Grosset & Dunlap
Yes, Virginia, there really are (or we should say, were) a Mr. Grosset and a Mr. Dunlap, who started their own publishing company in 1898 after the two gentlemen were left jobless by the demise of the American Publishers Corporation.
Grosset & Dunlap’s first initiative was rebinding and selling popular novels of the day at fifty cents a copy, and then, with the purchase of the renowned Stratemeyer Syndicate (currently owned by Simon & Schuster), publishing Nancy Drew, the Hardy Boys, the Bobbsey Twins, and other tremendously successful children's series. These were probably the first mass-market series for children, and the books are still widely purchased and read by young people today.
Grosset & Dunlap was in the forefront of publishing books derived from what Mr. Dunlap referred to as "the moving picture," and today Grosset still publishes movie tie-in titles. In the 1960s picture books by well-known artist Gyo Fujikawa broke new ground, being among the first to show babies and small children of different races. The acquisition of Platt and Munk in 1977 brought to the house an icon of American culture, The Little Engine That Could.

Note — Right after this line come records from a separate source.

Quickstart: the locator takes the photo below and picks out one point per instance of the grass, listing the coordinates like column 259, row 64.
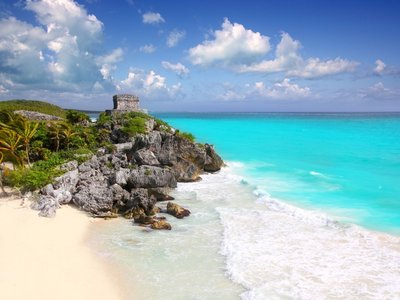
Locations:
column 33, row 105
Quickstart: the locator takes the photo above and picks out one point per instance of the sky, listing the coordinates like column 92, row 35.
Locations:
column 203, row 56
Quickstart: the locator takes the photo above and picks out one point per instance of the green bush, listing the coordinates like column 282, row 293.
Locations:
column 33, row 105
column 133, row 126
column 103, row 119
column 31, row 179
column 74, row 116
column 186, row 135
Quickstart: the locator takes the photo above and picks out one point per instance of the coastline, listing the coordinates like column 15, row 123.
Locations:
column 48, row 258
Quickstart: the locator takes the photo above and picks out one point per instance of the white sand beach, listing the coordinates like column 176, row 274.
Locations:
column 42, row 258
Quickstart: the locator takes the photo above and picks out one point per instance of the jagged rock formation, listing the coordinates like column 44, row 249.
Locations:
column 130, row 180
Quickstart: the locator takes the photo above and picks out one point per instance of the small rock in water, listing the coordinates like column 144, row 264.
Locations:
column 160, row 224
column 177, row 210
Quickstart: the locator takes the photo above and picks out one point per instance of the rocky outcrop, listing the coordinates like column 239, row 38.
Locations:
column 177, row 211
column 130, row 180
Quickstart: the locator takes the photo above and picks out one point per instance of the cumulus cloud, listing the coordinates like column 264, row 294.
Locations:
column 379, row 91
column 149, row 84
column 174, row 37
column 147, row 48
column 61, row 53
column 379, row 67
column 314, row 67
column 284, row 89
column 230, row 45
column 287, row 59
column 152, row 18
column 241, row 50
column 178, row 68
column 107, row 63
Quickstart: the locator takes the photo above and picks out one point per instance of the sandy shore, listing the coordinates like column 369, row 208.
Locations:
column 43, row 258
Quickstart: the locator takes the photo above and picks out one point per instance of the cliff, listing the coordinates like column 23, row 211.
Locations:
column 132, row 175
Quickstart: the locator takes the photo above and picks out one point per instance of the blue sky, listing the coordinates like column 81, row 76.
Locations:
column 203, row 55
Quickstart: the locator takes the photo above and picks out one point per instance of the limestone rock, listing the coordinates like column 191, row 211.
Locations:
column 160, row 224
column 213, row 161
column 177, row 210
column 146, row 157
column 151, row 177
column 96, row 198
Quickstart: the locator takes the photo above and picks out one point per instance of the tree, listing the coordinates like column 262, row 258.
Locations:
column 26, row 130
column 67, row 132
column 1, row 175
column 10, row 143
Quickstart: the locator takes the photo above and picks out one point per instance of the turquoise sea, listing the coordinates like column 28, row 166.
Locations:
column 308, row 207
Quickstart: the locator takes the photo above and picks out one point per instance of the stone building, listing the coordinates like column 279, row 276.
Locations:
column 125, row 103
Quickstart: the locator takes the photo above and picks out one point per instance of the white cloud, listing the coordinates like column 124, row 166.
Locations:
column 282, row 90
column 152, row 18
column 147, row 48
column 174, row 37
column 285, row 90
column 3, row 89
column 232, row 44
column 240, row 49
column 61, row 53
column 379, row 91
column 314, row 68
column 108, row 62
column 178, row 68
column 287, row 59
column 379, row 67
column 148, row 84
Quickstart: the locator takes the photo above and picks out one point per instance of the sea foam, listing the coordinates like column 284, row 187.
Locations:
column 280, row 251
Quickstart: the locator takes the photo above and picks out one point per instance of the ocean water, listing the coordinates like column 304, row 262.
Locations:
column 308, row 207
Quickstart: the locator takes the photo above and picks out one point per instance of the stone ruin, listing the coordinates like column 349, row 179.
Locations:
column 124, row 103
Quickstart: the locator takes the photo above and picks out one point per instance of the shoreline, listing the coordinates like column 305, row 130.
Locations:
column 44, row 258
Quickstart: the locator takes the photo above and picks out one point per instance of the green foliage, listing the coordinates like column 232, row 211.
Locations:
column 77, row 117
column 33, row 105
column 29, row 179
column 134, row 125
column 44, row 171
column 103, row 119
column 186, row 135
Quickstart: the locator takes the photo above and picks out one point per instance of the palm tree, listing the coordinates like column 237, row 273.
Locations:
column 10, row 143
column 55, row 132
column 1, row 175
column 26, row 129
column 67, row 132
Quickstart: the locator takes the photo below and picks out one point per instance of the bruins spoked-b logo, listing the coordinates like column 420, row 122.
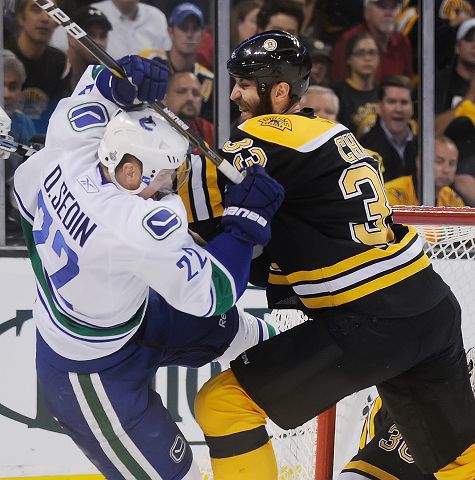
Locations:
column 275, row 121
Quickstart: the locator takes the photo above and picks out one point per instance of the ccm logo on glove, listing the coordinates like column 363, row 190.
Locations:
column 245, row 213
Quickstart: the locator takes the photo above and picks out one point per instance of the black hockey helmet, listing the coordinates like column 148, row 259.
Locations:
column 271, row 57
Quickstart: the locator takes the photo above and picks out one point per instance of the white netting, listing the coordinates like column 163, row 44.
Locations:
column 452, row 251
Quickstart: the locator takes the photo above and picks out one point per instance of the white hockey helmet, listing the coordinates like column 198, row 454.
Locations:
column 148, row 137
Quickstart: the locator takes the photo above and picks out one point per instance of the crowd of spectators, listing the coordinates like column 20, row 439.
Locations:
column 364, row 70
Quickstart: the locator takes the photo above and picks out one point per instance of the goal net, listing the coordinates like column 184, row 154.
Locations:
column 311, row 451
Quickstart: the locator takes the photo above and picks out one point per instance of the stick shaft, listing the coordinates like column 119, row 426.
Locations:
column 74, row 30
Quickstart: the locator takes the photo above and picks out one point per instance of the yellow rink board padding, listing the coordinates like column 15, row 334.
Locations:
column 59, row 477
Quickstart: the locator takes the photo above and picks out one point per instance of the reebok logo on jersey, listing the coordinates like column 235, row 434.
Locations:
column 245, row 213
column 161, row 222
column 178, row 450
column 87, row 184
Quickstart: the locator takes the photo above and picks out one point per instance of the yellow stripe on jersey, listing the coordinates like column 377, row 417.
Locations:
column 367, row 288
column 365, row 467
column 351, row 263
column 292, row 131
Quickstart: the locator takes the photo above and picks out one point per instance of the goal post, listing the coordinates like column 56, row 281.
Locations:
column 315, row 450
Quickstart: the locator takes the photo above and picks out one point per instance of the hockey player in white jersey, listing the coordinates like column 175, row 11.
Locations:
column 122, row 286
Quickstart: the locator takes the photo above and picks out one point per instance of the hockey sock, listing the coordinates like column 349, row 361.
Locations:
column 234, row 428
column 462, row 468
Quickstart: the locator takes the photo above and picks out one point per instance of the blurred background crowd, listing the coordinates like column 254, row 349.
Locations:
column 365, row 74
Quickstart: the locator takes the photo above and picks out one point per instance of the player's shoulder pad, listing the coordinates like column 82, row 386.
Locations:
column 298, row 132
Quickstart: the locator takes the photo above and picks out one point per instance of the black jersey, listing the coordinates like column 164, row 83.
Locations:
column 333, row 242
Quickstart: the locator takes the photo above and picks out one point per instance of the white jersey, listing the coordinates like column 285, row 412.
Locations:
column 96, row 250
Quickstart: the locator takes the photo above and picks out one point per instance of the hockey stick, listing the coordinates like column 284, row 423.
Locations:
column 74, row 30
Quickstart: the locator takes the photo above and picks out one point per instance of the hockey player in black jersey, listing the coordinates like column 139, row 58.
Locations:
column 379, row 313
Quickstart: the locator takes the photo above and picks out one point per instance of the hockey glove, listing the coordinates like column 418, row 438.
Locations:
column 146, row 82
column 249, row 206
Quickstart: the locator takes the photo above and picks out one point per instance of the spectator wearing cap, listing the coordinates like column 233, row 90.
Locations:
column 136, row 27
column 380, row 19
column 280, row 15
column 184, row 98
column 96, row 25
column 46, row 67
column 402, row 190
column 449, row 15
column 455, row 85
column 321, row 60
column 14, row 76
column 358, row 93
column 186, row 29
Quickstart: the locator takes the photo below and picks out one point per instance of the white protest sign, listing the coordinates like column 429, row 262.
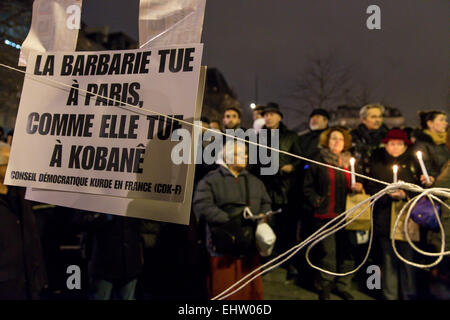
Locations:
column 82, row 143
column 165, row 211
column 164, row 23
column 54, row 27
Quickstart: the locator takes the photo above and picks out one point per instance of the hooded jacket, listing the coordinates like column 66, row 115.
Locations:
column 364, row 143
column 325, row 188
column 381, row 169
column 434, row 156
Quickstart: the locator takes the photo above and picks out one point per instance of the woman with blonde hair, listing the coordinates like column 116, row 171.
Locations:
column 326, row 189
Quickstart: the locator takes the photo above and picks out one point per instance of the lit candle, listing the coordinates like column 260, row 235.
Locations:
column 352, row 170
column 422, row 166
column 395, row 170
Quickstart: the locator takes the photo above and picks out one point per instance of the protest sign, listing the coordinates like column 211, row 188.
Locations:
column 163, row 23
column 54, row 27
column 68, row 140
column 165, row 211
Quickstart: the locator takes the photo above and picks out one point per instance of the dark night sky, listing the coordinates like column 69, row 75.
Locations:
column 406, row 62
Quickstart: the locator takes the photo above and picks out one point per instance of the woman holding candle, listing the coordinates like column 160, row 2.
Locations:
column 431, row 141
column 393, row 162
column 326, row 190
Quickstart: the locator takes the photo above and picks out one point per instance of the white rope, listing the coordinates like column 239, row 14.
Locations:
column 338, row 223
column 321, row 233
column 139, row 110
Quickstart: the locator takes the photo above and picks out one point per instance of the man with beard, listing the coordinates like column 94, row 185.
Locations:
column 367, row 136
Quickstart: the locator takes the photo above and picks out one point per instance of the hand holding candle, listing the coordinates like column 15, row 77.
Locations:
column 395, row 170
column 352, row 170
column 422, row 166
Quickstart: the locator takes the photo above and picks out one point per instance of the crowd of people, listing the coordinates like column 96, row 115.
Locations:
column 129, row 258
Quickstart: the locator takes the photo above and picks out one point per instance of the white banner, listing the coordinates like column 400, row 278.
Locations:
column 54, row 27
column 164, row 211
column 67, row 140
column 163, row 22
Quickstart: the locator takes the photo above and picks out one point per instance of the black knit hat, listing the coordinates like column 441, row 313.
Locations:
column 321, row 112
column 272, row 107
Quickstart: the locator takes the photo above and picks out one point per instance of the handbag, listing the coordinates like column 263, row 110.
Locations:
column 423, row 213
column 362, row 223
column 413, row 228
column 237, row 236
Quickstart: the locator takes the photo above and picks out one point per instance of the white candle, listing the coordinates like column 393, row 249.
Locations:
column 352, row 170
column 422, row 166
column 395, row 170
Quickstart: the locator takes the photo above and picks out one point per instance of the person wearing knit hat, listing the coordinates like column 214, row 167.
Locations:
column 398, row 279
column 366, row 138
column 318, row 119
column 431, row 140
column 282, row 184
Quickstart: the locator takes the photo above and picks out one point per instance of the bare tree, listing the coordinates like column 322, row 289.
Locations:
column 323, row 83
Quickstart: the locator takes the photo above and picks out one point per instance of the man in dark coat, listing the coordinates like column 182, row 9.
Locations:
column 398, row 280
column 219, row 194
column 117, row 255
column 22, row 269
column 280, row 185
column 309, row 139
column 367, row 136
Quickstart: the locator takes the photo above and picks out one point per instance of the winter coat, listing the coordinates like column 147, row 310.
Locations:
column 381, row 169
column 220, row 188
column 434, row 156
column 326, row 189
column 309, row 142
column 22, row 268
column 280, row 185
column 443, row 181
column 364, row 143
column 117, row 252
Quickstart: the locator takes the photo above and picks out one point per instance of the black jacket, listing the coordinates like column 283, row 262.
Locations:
column 309, row 142
column 220, row 188
column 326, row 189
column 117, row 252
column 381, row 169
column 22, row 269
column 434, row 156
column 280, row 185
column 364, row 143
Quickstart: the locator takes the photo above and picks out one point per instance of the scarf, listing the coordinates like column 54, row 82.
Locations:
column 438, row 138
column 342, row 160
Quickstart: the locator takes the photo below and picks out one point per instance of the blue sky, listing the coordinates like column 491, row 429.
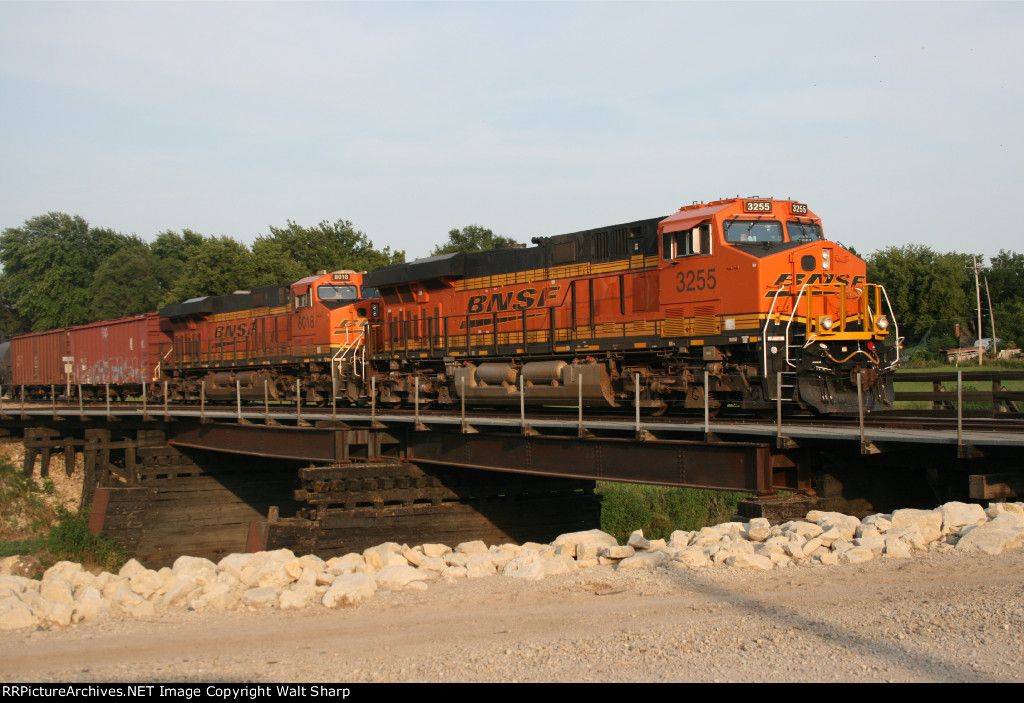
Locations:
column 898, row 123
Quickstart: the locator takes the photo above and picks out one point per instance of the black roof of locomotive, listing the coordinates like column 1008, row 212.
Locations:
column 603, row 244
column 262, row 297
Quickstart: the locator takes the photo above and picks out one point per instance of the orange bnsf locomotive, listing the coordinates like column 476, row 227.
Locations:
column 303, row 340
column 737, row 302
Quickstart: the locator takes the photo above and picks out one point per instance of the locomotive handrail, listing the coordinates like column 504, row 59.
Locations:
column 764, row 335
column 892, row 316
column 793, row 316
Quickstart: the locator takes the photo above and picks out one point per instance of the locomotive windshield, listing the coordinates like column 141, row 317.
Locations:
column 804, row 231
column 327, row 293
column 753, row 231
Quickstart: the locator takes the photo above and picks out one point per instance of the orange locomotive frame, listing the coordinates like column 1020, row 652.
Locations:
column 742, row 289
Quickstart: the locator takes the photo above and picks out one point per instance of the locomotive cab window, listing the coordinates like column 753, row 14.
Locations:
column 686, row 243
column 753, row 231
column 804, row 231
column 337, row 293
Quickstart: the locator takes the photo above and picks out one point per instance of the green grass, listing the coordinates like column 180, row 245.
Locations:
column 31, row 525
column 950, row 385
column 658, row 510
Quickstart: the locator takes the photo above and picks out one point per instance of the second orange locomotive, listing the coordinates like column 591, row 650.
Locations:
column 745, row 293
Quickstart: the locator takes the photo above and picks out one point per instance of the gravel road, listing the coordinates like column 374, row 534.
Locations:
column 937, row 617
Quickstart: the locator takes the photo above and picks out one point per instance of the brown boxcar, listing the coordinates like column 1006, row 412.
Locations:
column 118, row 352
column 40, row 359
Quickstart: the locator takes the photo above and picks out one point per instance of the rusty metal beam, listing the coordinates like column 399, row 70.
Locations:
column 302, row 443
column 735, row 466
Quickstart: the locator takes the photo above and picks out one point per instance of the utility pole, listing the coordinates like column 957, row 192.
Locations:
column 977, row 288
column 991, row 318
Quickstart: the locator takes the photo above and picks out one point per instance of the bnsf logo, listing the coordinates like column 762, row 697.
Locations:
column 222, row 332
column 523, row 300
column 786, row 279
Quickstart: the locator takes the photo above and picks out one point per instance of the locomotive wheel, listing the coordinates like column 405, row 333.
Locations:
column 657, row 411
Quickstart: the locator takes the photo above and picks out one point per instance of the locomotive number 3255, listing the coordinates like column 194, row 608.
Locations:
column 698, row 279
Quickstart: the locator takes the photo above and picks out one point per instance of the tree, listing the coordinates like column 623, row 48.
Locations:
column 127, row 283
column 925, row 288
column 294, row 252
column 214, row 266
column 170, row 254
column 48, row 266
column 473, row 238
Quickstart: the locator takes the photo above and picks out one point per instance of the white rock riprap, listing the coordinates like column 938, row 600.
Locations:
column 68, row 595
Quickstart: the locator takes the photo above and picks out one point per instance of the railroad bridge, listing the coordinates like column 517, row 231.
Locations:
column 214, row 479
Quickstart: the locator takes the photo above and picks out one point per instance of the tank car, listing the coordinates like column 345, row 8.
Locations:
column 739, row 302
column 282, row 342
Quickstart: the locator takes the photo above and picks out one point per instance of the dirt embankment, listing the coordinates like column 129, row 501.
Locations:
column 938, row 617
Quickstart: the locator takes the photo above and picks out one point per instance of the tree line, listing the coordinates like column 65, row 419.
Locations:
column 58, row 270
column 933, row 292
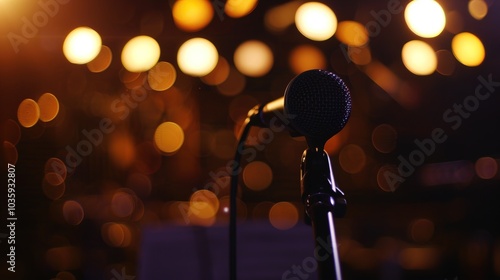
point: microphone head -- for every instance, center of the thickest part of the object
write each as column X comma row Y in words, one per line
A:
column 320, row 103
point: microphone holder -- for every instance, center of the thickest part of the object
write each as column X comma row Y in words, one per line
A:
column 322, row 202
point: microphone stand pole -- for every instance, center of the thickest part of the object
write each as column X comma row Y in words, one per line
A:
column 323, row 201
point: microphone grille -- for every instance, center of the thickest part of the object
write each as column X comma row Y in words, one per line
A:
column 319, row 102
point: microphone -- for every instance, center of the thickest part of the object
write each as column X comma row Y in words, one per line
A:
column 316, row 104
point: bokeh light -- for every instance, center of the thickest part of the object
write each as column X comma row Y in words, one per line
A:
column 283, row 215
column 486, row 168
column 316, row 21
column 478, row 9
column 204, row 204
column 102, row 61
column 116, row 234
column 253, row 58
column 419, row 58
column 306, row 57
column 82, row 45
column 352, row 158
column 219, row 74
column 49, row 107
column 28, row 113
column 73, row 212
column 425, row 18
column 280, row 17
column 257, row 175
column 162, row 76
column 239, row 8
column 197, row 57
column 140, row 54
column 192, row 15
column 384, row 138
column 169, row 137
column 352, row 33
column 468, row 49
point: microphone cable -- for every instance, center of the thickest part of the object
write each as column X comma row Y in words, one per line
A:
column 245, row 129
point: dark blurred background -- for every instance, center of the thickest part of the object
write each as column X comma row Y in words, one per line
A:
column 161, row 139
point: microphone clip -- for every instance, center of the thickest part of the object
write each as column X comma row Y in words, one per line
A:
column 318, row 187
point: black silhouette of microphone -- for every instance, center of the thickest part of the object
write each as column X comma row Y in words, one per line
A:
column 316, row 104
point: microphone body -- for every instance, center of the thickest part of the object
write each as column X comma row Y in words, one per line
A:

And from that single title, the little blue engine has developed into a program of mass market books in a variety of formats - cloth, lift-the-flaps, pop-ups, board books, and more.
In 1982, Grosset & Dunlap was bought by G. P. Putnam's Sons (later known as The Putnam Berkley Group), which merged with Penguin USA in 1996. One of several imprints among Penguin Young Readers Group, Grosset remains a mass-market publisher of children's books, issuing approximately 160 new titles a year.
Since the 1940s, Grosset has published the Illustrated Junior Library, a collection of hardcover editions of Little Women, Tom Sawyer, and more than twenty other classics.
Grosset & Dunlap now focuses on licensing properties, original paperback series and capitalizing on successful in-house brands such as Corduroy and Eric Carle. Grosset's many book lines include the All Aboard Reading series of leveled paperback readers, 8x8 paperback storybooks (including the bestselling The Night Before Kindergarden), and sticker storybooks.